A modest amount of work was also conducted to develop uses for gin trash and cotton derived xylan (Objective 5). When 10 and 20% weights of modified gin trash were added to polypropylene, the composites gave the same or slightly higher tensile strength and higher modulus, but lower elongation than the pure polymer. Up to 60% weight of gin trash could be added to a slightly different polymer. These materials showed reduced tensile strength and elongation at break but enhanced stiffness compared with the polymer without the gin trash addition. No significant improvement in mechanical properties was observed when the gin trash was modified with either acetic or succinate acid to improve its compatibility with the polymer. Additionally, acetate and succinate derivatives of xylan were prepared. By changing the catalyst, dosage, and temperature, the derivatives could be prepared with different degree of substitution.

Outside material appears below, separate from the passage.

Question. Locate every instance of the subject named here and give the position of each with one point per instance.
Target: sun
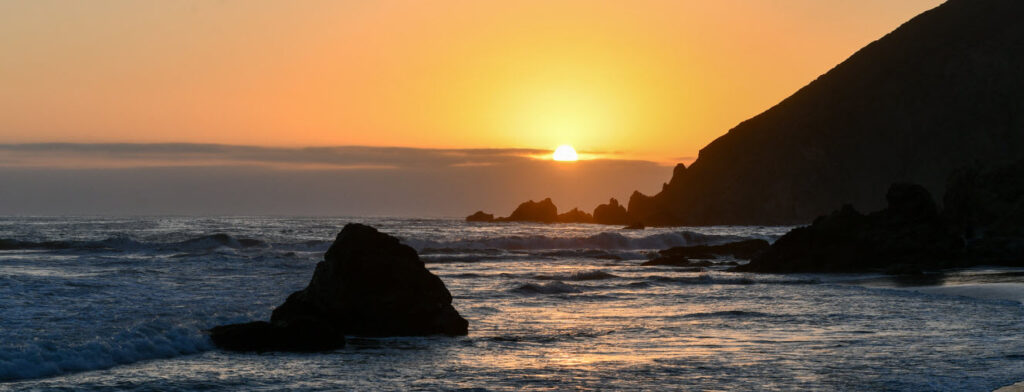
(564, 153)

Progress was also made on a few satellite efforts. Under a reimbursable cooperative agreement (#58-6054-9-007) to identify genes that limit high level production of industrially useful fatty acids, six candidate genes have been identified. These will be over expressed in cotton to test the gene activity in modified plants. Work also continues on a reimbursable agreement (#58-6054-9-009) to evaluate cottonseed genotypes for differences in cyclopropyl fatty acid content and to evaluate the fatty acid profiles of commercial seed known to have germination difficulties.
Finally, cottonseed strength studies were started due to recent concerns that the ginning of weak seed is leading to greater levels of seed coat neps, i.e., fibers with attached hull fragments. A genetics-environment study is continuing, as well as a study comparing the seed strengths of Upland (Gossypium hirsutum L.) and Pima (Gosspyium barbadense L.) varieties. The Australian cotton industry has expressed some interest in this work, as they are also having regional ginning difficulties.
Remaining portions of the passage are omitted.